By Arunima Kumar and Ruhi Soni
(Reuters) -Teck Resources Ltd Chief Executive Officer Don Lindsay (NYSE:LNN) will step down after 17 years at the helm, the Canadian miner said on Tuesday, as it posted a quarterly profit that beat estimates on upbeat prices for steelmaking coal.
Lindsay, who will step down by end-September, will be replaced by Jonathan Price as CEO, while Harry Conger has been appointed president and chief operating officer.
The Vancouver-based miner needs a leader who will be around and accountable long-term as it shifts its focus to copper from carbon, Lindsay said, on his 71st and final post-earnings call on Wednesday.
"And I clearly wasn't going to be the one to be around," said the 63-year old top boss.
Teck also posted a second-quarter adjusted profit of C$3.25, highest on record, above analysts' expectation of C$3.20 a share, as per Refinitiv data.
Steel production and demand for steelmaking coal was strong through most of the second quarter before market conditions began to weaken last month, Teck said.
Average price of steelmaking coal in the reported quarter jumped 215% to $453 per tonne from year-ago levels, before exiting the quarter at $300 per tonne, the miner added.

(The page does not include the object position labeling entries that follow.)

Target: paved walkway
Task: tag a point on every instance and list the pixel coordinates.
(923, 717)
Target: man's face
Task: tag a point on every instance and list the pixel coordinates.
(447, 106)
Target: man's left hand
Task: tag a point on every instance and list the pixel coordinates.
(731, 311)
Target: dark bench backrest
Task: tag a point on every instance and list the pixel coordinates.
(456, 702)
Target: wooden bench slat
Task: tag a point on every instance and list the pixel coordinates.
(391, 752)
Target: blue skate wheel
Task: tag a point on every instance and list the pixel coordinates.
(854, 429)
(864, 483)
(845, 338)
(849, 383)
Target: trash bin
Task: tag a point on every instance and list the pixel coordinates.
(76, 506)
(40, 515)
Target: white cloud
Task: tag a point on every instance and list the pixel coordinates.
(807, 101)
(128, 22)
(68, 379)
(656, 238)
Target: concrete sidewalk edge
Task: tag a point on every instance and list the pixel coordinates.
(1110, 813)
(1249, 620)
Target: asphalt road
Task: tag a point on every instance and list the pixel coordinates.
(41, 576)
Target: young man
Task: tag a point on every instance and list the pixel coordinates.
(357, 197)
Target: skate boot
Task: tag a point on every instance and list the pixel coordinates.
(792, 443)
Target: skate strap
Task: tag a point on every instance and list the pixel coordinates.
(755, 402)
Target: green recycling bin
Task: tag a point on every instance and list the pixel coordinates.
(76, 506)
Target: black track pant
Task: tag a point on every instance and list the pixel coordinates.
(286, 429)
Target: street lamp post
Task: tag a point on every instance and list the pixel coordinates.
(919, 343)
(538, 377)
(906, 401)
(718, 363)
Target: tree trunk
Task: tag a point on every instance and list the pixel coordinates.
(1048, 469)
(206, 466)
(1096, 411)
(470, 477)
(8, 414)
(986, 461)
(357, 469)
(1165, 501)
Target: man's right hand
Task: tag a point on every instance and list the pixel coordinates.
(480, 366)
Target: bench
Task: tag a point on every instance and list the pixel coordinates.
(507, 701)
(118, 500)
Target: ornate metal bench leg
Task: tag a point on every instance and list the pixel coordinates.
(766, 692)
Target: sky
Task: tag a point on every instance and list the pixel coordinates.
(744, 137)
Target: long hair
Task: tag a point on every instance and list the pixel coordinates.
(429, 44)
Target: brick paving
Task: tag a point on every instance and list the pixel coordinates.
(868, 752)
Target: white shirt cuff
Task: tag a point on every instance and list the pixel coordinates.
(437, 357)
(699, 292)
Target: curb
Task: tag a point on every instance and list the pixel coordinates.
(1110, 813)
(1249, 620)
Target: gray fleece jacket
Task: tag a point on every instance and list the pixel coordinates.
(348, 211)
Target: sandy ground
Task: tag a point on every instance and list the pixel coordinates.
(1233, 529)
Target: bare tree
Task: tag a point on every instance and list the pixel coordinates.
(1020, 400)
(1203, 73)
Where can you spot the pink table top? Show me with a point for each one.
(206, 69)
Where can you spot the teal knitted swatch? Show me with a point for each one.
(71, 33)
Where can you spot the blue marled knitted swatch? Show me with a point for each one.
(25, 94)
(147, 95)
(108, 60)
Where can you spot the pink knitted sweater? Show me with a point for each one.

Still, the company added that global steelmaking coal prices are affected by reduced downstream steel demand as weakening auto production and global inflationary pressures weigh on market sentiment.
Teck flagged labor issues as its 'single-biggest challenge' with its massive QB2 copper project in Chile seeing absenteeism of 10% during the quarter.
Teck cut its annual steelmaking coal production outlook to between 23.5 million and 24 million tonnes, below previous forecast of 24.5 million to 25.5 million tonnes, citing workforce challenges experienced in the first half of the year.
Inflationary woes increased Teck's quarterly operating costs by 14% year-on-year, of which about half relates to a 75% increase in diesel costs.